Two of the Republicans in Iowa’s congressional delegation are calling on the Trump Administration to quickly review federal regulations on so-called “bump stocks.” The device was used by the sniper in last week’s mass shooting in Las Vegas.

“I can’t think of a good reason why these things are existing,” Republican Congressman David Young of Van Meter said Friday on IPTV’s “Iowa Press” program.

Young said he had no idea what a bump stock was before last week’s news stories about the product.

“My understanding is it is basically a tool, an accessory to make a legal weapon into an illegal weapon,” Young said. “And so I’m reaching out with my colleagues to the Bureau of Alcohol, Tobacco and Firearms to revisit their ruling in 2010 when they decided not to regulate these.”

Young is not calling for congress to pass a law banning the sale of bump stocks. In the U.S. Senate, Iowa Republican Joni Ernst and a handful of other senators wrote a letter asking the ATF to “swiftly review” its permitting of bump stocks which “turn semi-automatic rifles into fully automatic weapons.”

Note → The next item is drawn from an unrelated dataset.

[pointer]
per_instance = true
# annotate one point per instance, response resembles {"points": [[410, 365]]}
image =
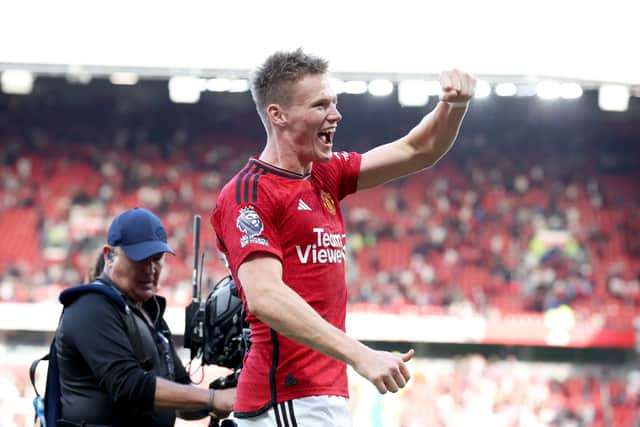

Senator Chuck Grassley isn’t rejecting the idea the Senate Judiciary Committee might hold a hearing on legislation that would ban the sale of bump stocks. Grassley, though, has said he needs to “think through” the consequences since a bill that clears his committee could spawn a debate on the senate floor on a number of other gun-related proposal.

Republican Congressman Steve King tweeted on the “slippery slope” subject last Wednesday, asking: “How do good people defend themselves from murderers if liberals take our guns?”

The National Rifle Association last week called on the ATF to conduct an administrative review of its prior ruling on bump stocks.